- cross-posted to:
- technology@lemmy.world
- cross-posted to:
- technology@lemmy.world
Instagram is profiting from several ads that invite people to create nonconsensual nude images with AI image generation apps, once again showing that some of the most harmful applications of AI tools are not hidden on the dark corners of the internet, but are actively promoted to users by social media companies unable or unwilling to enforce their policies about who can buy ads on their platforms.
While parent company Meta’s Ad Library, which archives ads on its platforms, who paid for them, and where and when they were posted, shows that the company has taken down several of these ads previously, many ads that explicitly invited users to create nudes and some ad buyers were up until I reached out to Meta for comment. Some of these ads were for the best known nonconsensual “undress” or “nudify” services on the internet.
God damn I hate this fucking AI bullshit so god damn much.
That’s highly subjective, but the fascinating book The Dawn of Everything argues otherwise. There are even parts about the anthropological evidence some peoples just up and changed systems every so often (yes, non-violently). Our problem as people in the modern era is many can’t imagine anything else, not that no one ever did.
What kind of economic system does the author of this book propose?
Unintentional Strawman misses the point.
A economy is but a subsystem to serve an organized society.
Not every society requires a economy, there are many ways to organize, the original foundational ideas go back to ancient greece. Read up about them.

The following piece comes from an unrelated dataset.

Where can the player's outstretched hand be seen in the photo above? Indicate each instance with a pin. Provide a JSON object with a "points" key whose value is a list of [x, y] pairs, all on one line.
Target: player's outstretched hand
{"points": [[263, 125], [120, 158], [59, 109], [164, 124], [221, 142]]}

The people with wealth and power have all the insensitive to keep things as they are. They own the planets resources, the means of productions. They loby or laws.
To think were waiting on one person to have “a better idea” for things to change is incredibly naive.
I don’t know how the system will change how the next one will look but the current one is mathematically not sustainable for another century.
It doesn’t. Graeber was an anthropologist and Wengrow is an archaeologist. It’s a review of existing evidence from past civilizations (the diversity of which most people are hugely ignorant about), making the case the most common representations of “civilization” and “progress” are severely limited, probably to a detrimental extent since we often can only base our conceptions of what is possible on what we know.